EU threatens new Iran sanctions despite Russia grumblings
09 September, 2012
PAPHOS: European Union nations waved the threat of new international sanctions against Iran over its contested nuclear drive on Saturday, as Russia complained such measures harm its interests.
With frustration mounting over the lack of progress in talks between global powers and Iran, German Foreign Minister Guido Westerwelle said Tehran has made no "substantial offer" to reassure the world of its nuclear intentions. "Therefore we must prepare new sanctions," he told journalists at the close of two days of informal talks among EU foreign ministers, their first since the summer break. "Atomic weapons in Iran are not acceptable," Westerwelle added.
Iran had a right to nuclear energy for civilian purposes, said French Foreign Minister Laurent Fabius, but "we consider unacceptable, highly dangerous, the prospect of Iran possessing nuclear weapons." There was "a growing consensus" at the talks to slap new punitive measures against Iran failing a breakthrough in negotiations, ministers said.
British Foreign Secretary William Hague said existing sanctions were having "a serious impact" and that it was "necessary to increase the pressure on Iran, to intensify sanctions, to add further to the EU sanctions." Iran has seen a 50 percent cut in state revenues from the oil sector and faces dire storage problems because it cannot sell, a diplomatic source said.

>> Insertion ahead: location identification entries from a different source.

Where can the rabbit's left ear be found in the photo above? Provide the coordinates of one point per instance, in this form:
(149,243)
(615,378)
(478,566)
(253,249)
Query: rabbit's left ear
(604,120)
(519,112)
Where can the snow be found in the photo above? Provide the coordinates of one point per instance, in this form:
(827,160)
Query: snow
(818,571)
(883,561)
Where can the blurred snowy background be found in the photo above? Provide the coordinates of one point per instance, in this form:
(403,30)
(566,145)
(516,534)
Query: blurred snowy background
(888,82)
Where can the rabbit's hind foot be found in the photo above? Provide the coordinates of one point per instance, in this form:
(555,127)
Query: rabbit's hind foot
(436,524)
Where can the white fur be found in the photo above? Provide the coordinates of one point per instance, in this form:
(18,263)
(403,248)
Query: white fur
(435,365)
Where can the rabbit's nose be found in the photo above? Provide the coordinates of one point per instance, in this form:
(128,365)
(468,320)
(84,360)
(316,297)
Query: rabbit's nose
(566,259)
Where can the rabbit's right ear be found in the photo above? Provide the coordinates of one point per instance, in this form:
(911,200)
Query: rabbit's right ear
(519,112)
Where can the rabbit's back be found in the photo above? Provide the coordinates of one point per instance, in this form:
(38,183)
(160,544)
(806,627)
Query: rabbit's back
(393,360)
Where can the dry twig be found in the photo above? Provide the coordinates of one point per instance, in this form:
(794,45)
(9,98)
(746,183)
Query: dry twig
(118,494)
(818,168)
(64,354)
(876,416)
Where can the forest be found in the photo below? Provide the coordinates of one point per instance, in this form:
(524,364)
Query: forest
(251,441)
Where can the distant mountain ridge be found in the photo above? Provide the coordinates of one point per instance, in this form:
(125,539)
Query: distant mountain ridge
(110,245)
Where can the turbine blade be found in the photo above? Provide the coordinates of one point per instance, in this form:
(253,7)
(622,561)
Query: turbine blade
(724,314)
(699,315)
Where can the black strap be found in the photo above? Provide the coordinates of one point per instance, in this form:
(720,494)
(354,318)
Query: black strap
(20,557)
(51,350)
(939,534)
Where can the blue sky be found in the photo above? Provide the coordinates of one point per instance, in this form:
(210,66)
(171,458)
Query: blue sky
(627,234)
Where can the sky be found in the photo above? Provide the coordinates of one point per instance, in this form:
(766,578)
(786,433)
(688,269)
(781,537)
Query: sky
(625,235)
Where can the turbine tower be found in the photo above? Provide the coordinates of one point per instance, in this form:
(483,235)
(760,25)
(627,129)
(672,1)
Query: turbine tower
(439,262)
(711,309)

The calls came just as Russian Foreign Minister Sergei Lavrov grumbled that US sanctions on Syria and Iran were harming Russian business interests because they were "increasingly becoming extra-territorial in nature." He said Russian banks were particularly being affected. But Russia has stirred Western and Arab world anger by vetoing three UN Security Council resolutions to sanction Syrian President Bashar al-Assad and some EU ministers showed little sympathy for the stance.